Spark Overview

This topic provides a brief overview of Apache Spark on HPE Ezmeral Runtime Enterprise.

Spark is a unified analytics engine with high data processing speed that offers the high-level API in Java, Scala, Python, and R. Spark provides the in-memory computing and optimized query execution for the fast data processing.

You can run the Spark on Kubernetes managed clusters on HPE Ezmeral Runtime Enterprise. For more information about running Spark on Kubernetes, see Apache Spark on Kubernetes.
NOTE Starting from HPE Ezmeral Runtime Enterprise 5.3, Spark Standalone is no longer supported.

When you submit a Spark application using the spark-submit to a Kubernetes cluster, you start a Spark driver within a Kubernetes pod. This driver creates the Spark executor pods within the Kubernetes cluster to execute the tasks.
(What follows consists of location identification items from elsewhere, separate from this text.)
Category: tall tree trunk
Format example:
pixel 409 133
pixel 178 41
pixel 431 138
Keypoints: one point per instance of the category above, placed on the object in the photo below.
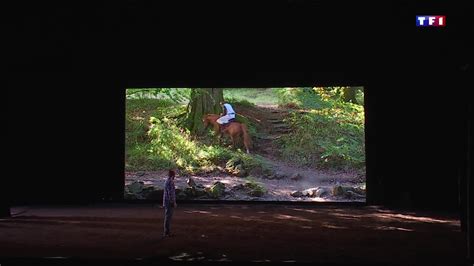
pixel 348 94
pixel 203 101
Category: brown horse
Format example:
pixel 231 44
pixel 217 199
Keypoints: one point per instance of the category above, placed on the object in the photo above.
pixel 234 129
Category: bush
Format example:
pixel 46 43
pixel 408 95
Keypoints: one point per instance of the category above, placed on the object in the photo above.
pixel 329 134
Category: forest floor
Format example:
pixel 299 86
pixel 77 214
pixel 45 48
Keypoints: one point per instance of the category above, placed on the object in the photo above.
pixel 269 119
pixel 333 235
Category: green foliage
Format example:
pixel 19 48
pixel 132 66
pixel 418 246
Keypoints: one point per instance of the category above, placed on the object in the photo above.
pixel 300 98
pixel 329 134
pixel 254 96
pixel 178 95
pixel 256 188
pixel 241 102
pixel 154 140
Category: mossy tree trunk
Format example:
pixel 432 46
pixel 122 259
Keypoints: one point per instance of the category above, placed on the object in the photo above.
pixel 349 94
pixel 203 101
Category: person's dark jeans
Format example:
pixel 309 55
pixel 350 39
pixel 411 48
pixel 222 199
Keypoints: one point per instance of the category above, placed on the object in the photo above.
pixel 168 214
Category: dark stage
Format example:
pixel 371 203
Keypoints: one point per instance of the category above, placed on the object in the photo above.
pixel 233 233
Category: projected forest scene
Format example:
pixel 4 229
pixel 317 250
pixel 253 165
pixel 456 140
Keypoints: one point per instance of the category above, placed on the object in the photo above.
pixel 281 144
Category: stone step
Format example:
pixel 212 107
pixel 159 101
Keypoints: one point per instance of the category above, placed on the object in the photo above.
pixel 278 111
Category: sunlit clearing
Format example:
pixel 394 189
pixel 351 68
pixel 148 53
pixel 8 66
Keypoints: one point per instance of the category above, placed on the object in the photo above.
pixel 290 217
pixel 414 218
pixel 331 226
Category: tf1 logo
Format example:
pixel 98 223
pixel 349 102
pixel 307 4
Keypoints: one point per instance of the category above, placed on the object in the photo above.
pixel 430 21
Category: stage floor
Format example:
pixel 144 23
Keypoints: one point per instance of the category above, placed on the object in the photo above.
pixel 235 233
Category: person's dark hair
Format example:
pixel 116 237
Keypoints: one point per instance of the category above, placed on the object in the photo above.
pixel 171 172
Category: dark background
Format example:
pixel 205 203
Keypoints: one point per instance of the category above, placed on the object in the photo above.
pixel 70 65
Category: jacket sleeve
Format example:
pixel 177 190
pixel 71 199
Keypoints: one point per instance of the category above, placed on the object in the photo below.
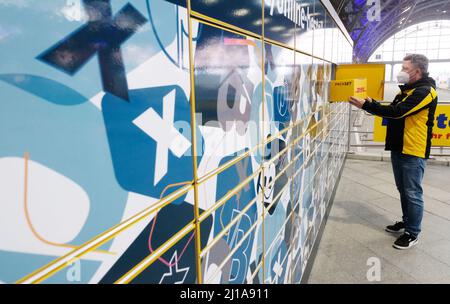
pixel 415 101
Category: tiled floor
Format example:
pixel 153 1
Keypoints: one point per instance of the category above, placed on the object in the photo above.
pixel 366 201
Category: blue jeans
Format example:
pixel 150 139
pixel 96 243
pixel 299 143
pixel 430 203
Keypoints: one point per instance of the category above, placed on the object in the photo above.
pixel 408 174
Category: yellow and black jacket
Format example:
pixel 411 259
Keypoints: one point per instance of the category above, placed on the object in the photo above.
pixel 410 118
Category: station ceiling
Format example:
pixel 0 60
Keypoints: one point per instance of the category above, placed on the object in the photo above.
pixel 370 27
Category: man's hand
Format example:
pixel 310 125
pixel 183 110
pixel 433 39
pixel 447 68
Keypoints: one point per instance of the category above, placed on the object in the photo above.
pixel 358 102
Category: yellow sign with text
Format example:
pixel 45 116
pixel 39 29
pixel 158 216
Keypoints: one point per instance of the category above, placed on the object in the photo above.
pixel 341 90
pixel 441 129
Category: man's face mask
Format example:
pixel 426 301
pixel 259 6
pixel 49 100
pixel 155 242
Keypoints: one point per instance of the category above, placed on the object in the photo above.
pixel 403 77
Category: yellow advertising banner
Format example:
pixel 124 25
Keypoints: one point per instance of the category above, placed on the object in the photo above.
pixel 441 129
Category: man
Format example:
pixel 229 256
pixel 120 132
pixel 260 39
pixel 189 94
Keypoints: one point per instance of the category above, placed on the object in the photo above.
pixel 409 130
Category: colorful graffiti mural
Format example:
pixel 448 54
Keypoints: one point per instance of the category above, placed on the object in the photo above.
pixel 99 102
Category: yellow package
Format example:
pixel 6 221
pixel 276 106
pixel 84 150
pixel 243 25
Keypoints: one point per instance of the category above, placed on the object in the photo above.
pixel 341 90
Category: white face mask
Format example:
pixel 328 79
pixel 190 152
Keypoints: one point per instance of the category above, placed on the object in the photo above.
pixel 403 77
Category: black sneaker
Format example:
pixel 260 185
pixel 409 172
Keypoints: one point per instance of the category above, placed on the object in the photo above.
pixel 397 227
pixel 405 241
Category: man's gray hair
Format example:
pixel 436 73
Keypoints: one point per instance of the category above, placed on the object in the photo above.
pixel 420 61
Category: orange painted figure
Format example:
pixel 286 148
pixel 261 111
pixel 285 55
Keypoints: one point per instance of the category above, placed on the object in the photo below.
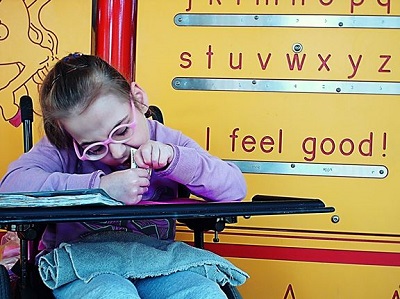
pixel 36 46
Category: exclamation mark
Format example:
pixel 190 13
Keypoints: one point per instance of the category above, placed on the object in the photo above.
pixel 208 139
pixel 384 143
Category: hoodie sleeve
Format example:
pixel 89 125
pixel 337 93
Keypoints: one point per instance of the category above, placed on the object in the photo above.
pixel 45 168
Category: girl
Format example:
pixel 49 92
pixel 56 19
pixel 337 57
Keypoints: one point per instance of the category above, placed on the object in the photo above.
pixel 92 118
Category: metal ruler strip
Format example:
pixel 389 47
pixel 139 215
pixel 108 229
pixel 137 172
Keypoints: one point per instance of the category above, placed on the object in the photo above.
pixel 264 20
pixel 277 85
pixel 312 169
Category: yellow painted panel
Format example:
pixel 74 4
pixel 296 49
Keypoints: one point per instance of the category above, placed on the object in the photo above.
pixel 339 128
pixel 33 35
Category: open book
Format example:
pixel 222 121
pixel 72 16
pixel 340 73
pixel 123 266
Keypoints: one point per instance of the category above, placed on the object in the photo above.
pixel 57 198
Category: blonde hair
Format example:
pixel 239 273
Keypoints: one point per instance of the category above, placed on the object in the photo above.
pixel 71 86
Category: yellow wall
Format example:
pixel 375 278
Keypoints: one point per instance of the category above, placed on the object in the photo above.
pixel 339 102
pixel 33 35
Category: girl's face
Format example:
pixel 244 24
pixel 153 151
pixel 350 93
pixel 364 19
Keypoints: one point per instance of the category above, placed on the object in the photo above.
pixel 100 118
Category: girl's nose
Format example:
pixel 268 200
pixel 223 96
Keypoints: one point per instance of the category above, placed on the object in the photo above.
pixel 117 150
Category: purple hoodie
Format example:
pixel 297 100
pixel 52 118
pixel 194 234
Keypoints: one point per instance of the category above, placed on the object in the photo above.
pixel 46 168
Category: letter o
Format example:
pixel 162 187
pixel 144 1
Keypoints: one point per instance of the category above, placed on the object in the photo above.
pixel 322 147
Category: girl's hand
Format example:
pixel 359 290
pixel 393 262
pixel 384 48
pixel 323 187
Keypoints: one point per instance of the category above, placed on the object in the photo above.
pixel 126 186
pixel 154 155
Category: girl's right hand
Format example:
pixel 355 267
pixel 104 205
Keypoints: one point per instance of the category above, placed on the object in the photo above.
pixel 127 186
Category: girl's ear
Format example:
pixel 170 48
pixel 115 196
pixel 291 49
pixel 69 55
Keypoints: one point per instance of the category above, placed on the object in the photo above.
pixel 140 96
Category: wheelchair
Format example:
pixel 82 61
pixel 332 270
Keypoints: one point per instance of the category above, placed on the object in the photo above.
pixel 26 282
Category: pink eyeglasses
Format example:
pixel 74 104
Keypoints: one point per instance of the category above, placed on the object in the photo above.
pixel 99 150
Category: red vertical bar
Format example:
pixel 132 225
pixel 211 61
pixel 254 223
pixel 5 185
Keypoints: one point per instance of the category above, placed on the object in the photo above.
pixel 115 34
pixel 103 25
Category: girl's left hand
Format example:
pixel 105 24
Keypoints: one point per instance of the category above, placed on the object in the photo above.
pixel 154 155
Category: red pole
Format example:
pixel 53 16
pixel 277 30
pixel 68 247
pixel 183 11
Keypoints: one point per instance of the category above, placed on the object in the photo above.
pixel 115 34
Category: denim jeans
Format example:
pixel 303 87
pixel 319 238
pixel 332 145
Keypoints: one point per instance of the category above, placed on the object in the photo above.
pixel 179 285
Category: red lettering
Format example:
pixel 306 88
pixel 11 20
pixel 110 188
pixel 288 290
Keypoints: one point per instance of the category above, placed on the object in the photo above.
pixel 248 140
pixel 239 65
pixel 310 151
pixel 368 143
pixel 326 3
pixel 189 8
pixel 355 66
pixel 382 68
pixel 341 147
pixel 218 1
pixel 296 61
pixel 209 54
pixel 302 2
pixel 324 62
pixel 264 64
pixel 185 56
pixel 327 152
pixel 267 140
pixel 234 136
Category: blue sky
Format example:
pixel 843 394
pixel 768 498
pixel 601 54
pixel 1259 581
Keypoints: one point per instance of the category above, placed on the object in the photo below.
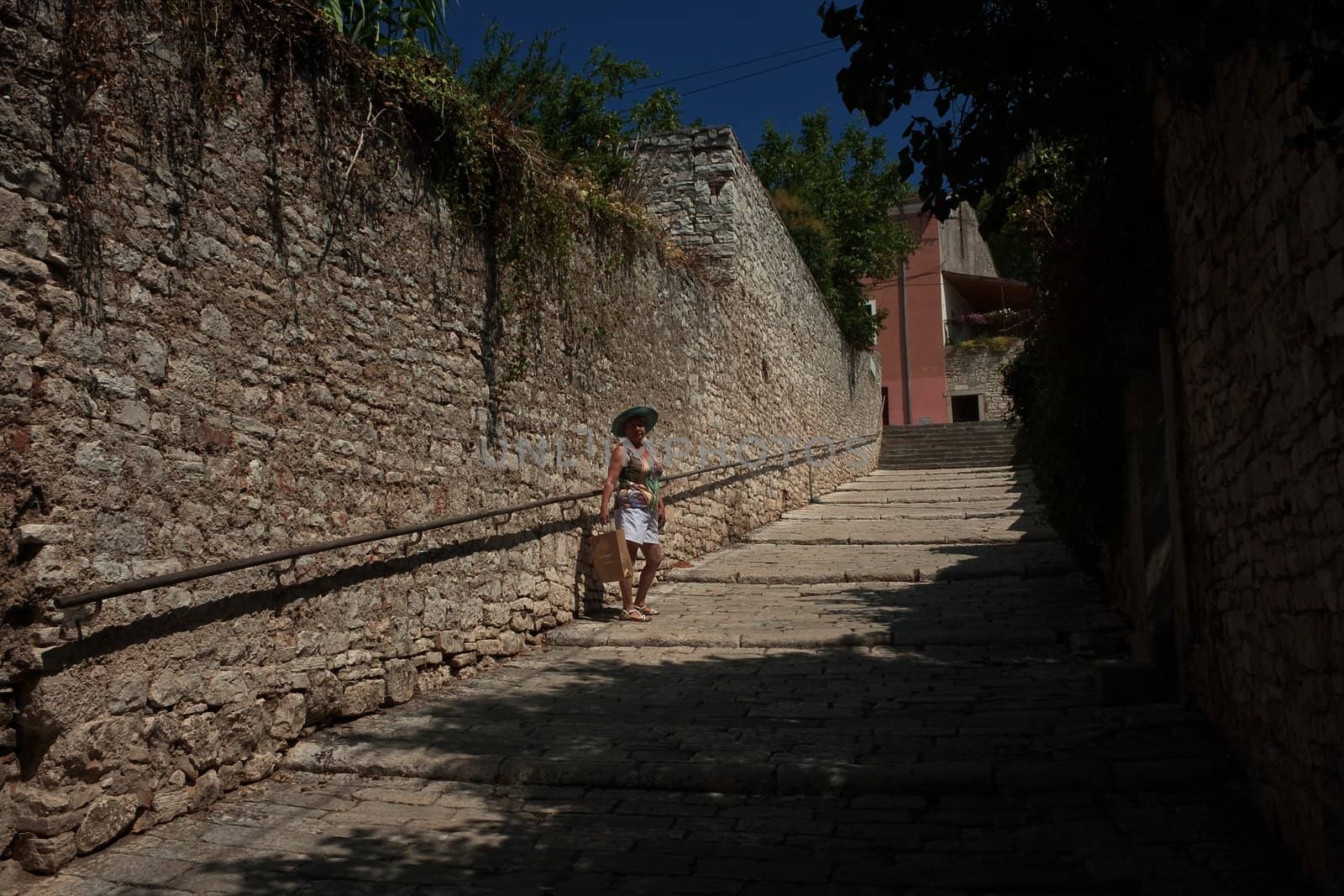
pixel 682 39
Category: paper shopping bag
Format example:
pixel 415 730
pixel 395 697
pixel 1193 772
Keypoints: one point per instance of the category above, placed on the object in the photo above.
pixel 611 558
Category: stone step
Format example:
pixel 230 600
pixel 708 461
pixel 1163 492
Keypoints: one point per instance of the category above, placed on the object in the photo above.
pixel 654 719
pixel 783 563
pixel 1005 530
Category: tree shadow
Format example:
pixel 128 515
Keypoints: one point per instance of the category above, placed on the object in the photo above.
pixel 730 773
pixel 971 762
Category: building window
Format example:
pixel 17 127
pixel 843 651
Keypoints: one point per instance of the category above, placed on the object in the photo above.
pixel 965 409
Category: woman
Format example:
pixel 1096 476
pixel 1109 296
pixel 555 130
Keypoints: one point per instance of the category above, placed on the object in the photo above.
pixel 638 504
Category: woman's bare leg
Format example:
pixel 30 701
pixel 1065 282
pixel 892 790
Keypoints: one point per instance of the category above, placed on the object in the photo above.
pixel 627 584
pixel 652 558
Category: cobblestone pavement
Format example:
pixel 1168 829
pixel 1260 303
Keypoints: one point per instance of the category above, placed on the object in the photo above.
pixel 797 719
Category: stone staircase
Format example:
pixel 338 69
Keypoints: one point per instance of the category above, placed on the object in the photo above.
pixel 951 445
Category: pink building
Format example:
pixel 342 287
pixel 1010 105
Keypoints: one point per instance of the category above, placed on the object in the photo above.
pixel 951 275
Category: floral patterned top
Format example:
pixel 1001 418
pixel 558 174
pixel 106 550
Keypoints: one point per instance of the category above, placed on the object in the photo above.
pixel 640 477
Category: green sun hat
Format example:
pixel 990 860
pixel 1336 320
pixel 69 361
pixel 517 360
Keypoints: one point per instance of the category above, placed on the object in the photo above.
pixel 649 416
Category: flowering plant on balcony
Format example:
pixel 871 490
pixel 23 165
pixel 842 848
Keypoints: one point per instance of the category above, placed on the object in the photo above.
pixel 979 325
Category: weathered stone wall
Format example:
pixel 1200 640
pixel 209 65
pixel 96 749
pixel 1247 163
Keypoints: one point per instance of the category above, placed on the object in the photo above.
pixel 237 336
pixel 961 248
pixel 981 372
pixel 1258 230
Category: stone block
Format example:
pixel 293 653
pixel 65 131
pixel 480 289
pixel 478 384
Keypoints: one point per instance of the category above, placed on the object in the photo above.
pixel 108 819
pixel 288 716
pixel 44 855
pixel 324 698
pixel 401 680
pixel 1121 683
pixel 232 685
pixel 362 698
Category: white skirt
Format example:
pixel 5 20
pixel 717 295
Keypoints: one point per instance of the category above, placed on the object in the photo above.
pixel 638 524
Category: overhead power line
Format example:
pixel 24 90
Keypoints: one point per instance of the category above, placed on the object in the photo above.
pixel 764 71
pixel 736 65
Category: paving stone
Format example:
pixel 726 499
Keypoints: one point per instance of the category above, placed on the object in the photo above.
pixel 806 732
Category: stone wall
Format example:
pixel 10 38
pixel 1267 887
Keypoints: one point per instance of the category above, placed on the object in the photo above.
pixel 1258 231
pixel 983 374
pixel 214 347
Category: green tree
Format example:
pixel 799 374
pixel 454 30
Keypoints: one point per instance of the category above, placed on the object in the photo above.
pixel 835 196
pixel 1046 120
pixel 378 24
pixel 570 110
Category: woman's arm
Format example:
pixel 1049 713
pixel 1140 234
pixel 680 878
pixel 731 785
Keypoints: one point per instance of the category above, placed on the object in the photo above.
pixel 613 473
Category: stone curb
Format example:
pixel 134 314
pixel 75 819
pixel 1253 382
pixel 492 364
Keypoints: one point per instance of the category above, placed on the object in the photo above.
pixel 602 634
pixel 1016 537
pixel 932 778
pixel 949 574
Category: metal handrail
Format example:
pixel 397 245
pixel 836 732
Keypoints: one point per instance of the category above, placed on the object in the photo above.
pixel 136 586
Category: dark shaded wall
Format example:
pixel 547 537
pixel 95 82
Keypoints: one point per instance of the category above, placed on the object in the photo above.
pixel 1258 237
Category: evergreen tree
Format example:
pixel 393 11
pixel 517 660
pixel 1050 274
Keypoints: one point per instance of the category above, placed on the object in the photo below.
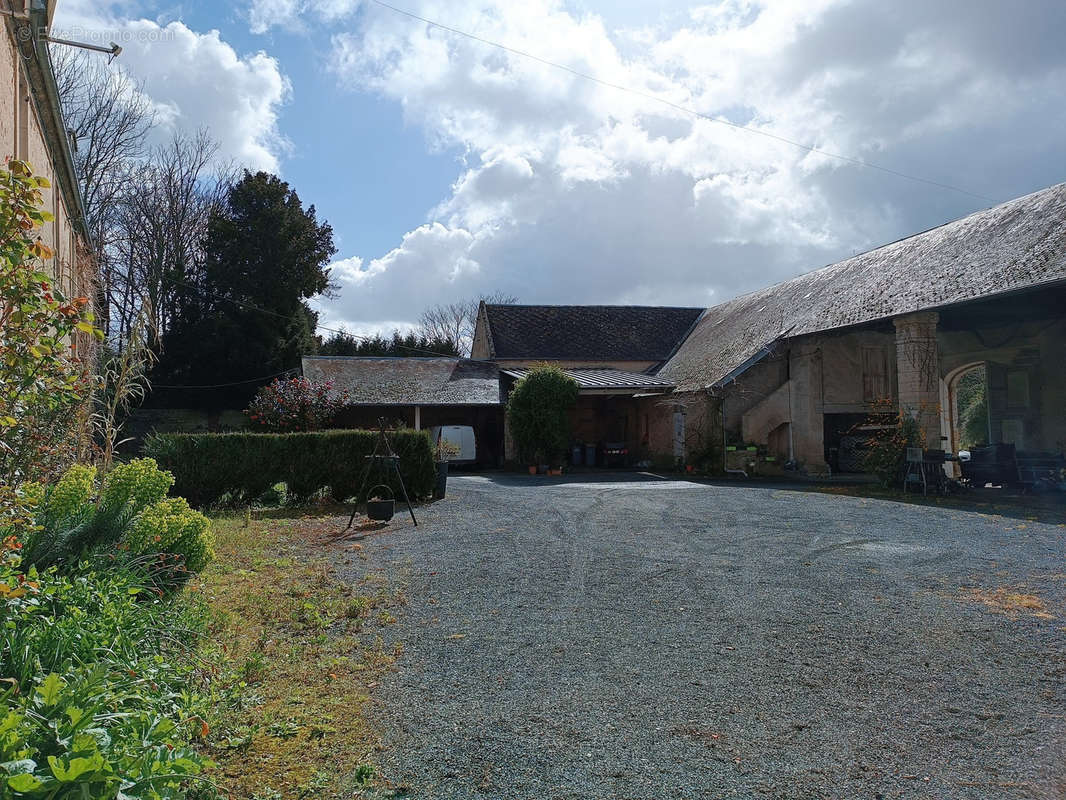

Apache Spark on HPE Ezmeral Runtime Enterprise

  • HPE Ezmeral Runtime Enterprise provides enterprise ready unified Spark which supports Apache Livy based RESTful interface.
  • Spark 3.x.x supports RAPIDS Accelerator by Nividia to accelerate the processing for Spark by using the GPUs. See Nvidia Spark-RAPIDS Accelerator for Spark.
  • Spark 3.x.x provides ACID transactions for Spark applications with Delta Lake. See Delta Lake with Apache Spark.
  • Spark supports the following:
    • Global Hive Metastore: Starting from HPE Ezmeral Runtime Enterprise 5.3, you can access the Hive Metastore configured inside one Kubernetes cluster from Spark applications that is configured in another Kubernetes cluster. See Hive Metastore.
    • Spark History Server. See Spark History Server.
    • Spark Thrift Server. See Spark Thrift Server.
  • You can run a Spark job on Kubernetes clusters in the HPE Ezmeral Runtime Enterprise in the following ways:
  • You can run Spark jobs in the Data Fabric tenants or non Data Fabric tenants:
    Data Fabric Tenants

    Tenants created on HPE Ezmeral Data Fabric on Kubernetes on the HPE Ezmeral Runtime Enterprise or on HPE Ezmeral Data Fabric on Bare Metal outside of the HPE Ezmeral Runtime Enterprise.

    See HPE Ezmeral Data Fabric as Tenant/Persistent Storage.

    Non Data Fabric Tenants
    Tenants created on an external storage that is not the HPE Ezmeral Data Fabric.
  • To learn about new enhancements and changes for Spark on HPE Ezmeral Runtime Enterprise, see What's New in Version 5.6.x.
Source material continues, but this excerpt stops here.